Inspired by the heartache that followed the loss of a friend, "No Tears" questions how far a mother would go to protect her child from the pain and torment that comes with the human condition, and whether the best of intentions are that, or if they are just self-serving.
“Stop pacing, and sit down.” Ricky’s voice cut through the silence of the room as Scarlett Haye walked back and forth in front of the window of the third floor office of the doctor who had promised to help them to have a baby. They had been waiting for this appointment for months, and now that she was finally here, she could hardly believe that the doctor was so insensitive as to keep them waiting like this.
“What’s he doing?” she asked her husband. “Why is he keeping us sitting in here, with no information as to how long he’s going to be?”
“Scarlett, I’m sure he’s just busy. You know doctors, they’re always held up by patients, especially in Obstetrics and Gynaecology. You do know that obstetricians are involved with babies, so I can’t see why you would think it unreasonable to expect him to be slightly delayed. It’s not as if he’s hours late, it’s only fifteen minutes. Give the guy a break.”
“But it’s not fair!”
“Just sit down, Scar.”
“Don’t call me that.” Scarlett slumped into the seat beside her husband and continued to mope. She tapped her foot impatiently, her open toed sandals displaying her perfect pedicure. She admired the workmanship and knew that if this doctor were everything he claimed to be, she would have little time for pedicures in the future.
“I can’t help it. You’re not the one who has to go through the pain every time.”
“No, I just have to watch you go through it.” Ricky stared out of the window onto the unfamiliar scenery. It had been a journey of three thousand miles to get here, and a lot more emotionally. He knew he should not be so hard on Scarlett, but she did have a tendency to make out that she was the only one who hurt every time they lost a child. With each passing pregnancy, he felt a little piece of the closeness between them was slipping away. It broke his heart a little more each time he had to drive her to the hospital in the dead of night, only to find out that the child they so longed for had died in utero.

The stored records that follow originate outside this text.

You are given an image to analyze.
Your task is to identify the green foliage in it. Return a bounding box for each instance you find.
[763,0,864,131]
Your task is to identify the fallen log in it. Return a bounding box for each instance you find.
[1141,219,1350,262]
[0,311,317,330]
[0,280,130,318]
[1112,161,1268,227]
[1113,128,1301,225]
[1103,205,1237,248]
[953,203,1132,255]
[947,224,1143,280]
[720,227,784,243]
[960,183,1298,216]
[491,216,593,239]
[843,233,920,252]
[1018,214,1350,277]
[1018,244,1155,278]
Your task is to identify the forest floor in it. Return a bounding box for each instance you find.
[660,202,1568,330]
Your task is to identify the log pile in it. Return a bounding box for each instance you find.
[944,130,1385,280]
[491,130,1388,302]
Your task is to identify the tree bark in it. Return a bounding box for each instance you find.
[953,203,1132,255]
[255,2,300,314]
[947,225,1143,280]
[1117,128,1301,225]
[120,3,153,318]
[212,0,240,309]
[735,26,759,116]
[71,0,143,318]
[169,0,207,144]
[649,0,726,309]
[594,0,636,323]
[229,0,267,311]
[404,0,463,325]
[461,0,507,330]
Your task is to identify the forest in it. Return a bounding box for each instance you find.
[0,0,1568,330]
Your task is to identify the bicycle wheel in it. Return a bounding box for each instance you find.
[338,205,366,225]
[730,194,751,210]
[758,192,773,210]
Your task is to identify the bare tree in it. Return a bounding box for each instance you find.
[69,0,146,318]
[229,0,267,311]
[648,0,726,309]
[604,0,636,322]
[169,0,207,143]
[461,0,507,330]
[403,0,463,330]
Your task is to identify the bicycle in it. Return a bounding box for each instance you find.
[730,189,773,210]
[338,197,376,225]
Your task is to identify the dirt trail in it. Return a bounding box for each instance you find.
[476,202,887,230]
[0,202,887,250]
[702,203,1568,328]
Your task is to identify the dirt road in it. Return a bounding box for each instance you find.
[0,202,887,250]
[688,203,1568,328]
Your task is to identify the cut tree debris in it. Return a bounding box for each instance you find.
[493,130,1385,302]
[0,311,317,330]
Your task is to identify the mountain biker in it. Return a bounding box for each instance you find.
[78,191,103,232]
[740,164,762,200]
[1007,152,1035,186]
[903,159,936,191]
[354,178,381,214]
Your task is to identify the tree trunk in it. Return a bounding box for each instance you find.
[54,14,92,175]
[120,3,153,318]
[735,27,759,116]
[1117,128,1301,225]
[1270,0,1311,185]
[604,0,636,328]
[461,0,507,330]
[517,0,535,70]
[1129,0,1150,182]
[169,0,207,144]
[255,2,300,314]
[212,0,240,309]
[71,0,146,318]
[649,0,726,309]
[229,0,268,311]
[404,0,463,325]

“I’m so sorry to have kept you waiting.” The door slammed open and a thick mid-western drawl greeted them. “There was a birth, I had to be there, and you know how it is.”
“It’s not a problem,” Ricky told him.
“So you’re Richard and Scarlett Haye, right?” the doctor asked.
“It’s great to meet you. I’m Doctor Nicholas Fullerton. Please feel free to call me Nick. I’m going to help you have a baby.”
Scarlett grunted. She had heard it all before, the promises that the doctors could help her conceive, to carry the baby to term, to give birth to a live baby at the end of it. Therefore, it made no sense that after all the promises she had had to endure three miscarriages and two stillbirths. She was twenty-five years old and had been pregnant five times with nothing to show for it but a closet full of baby keepsakes, and tiny clothes that would remain unworn.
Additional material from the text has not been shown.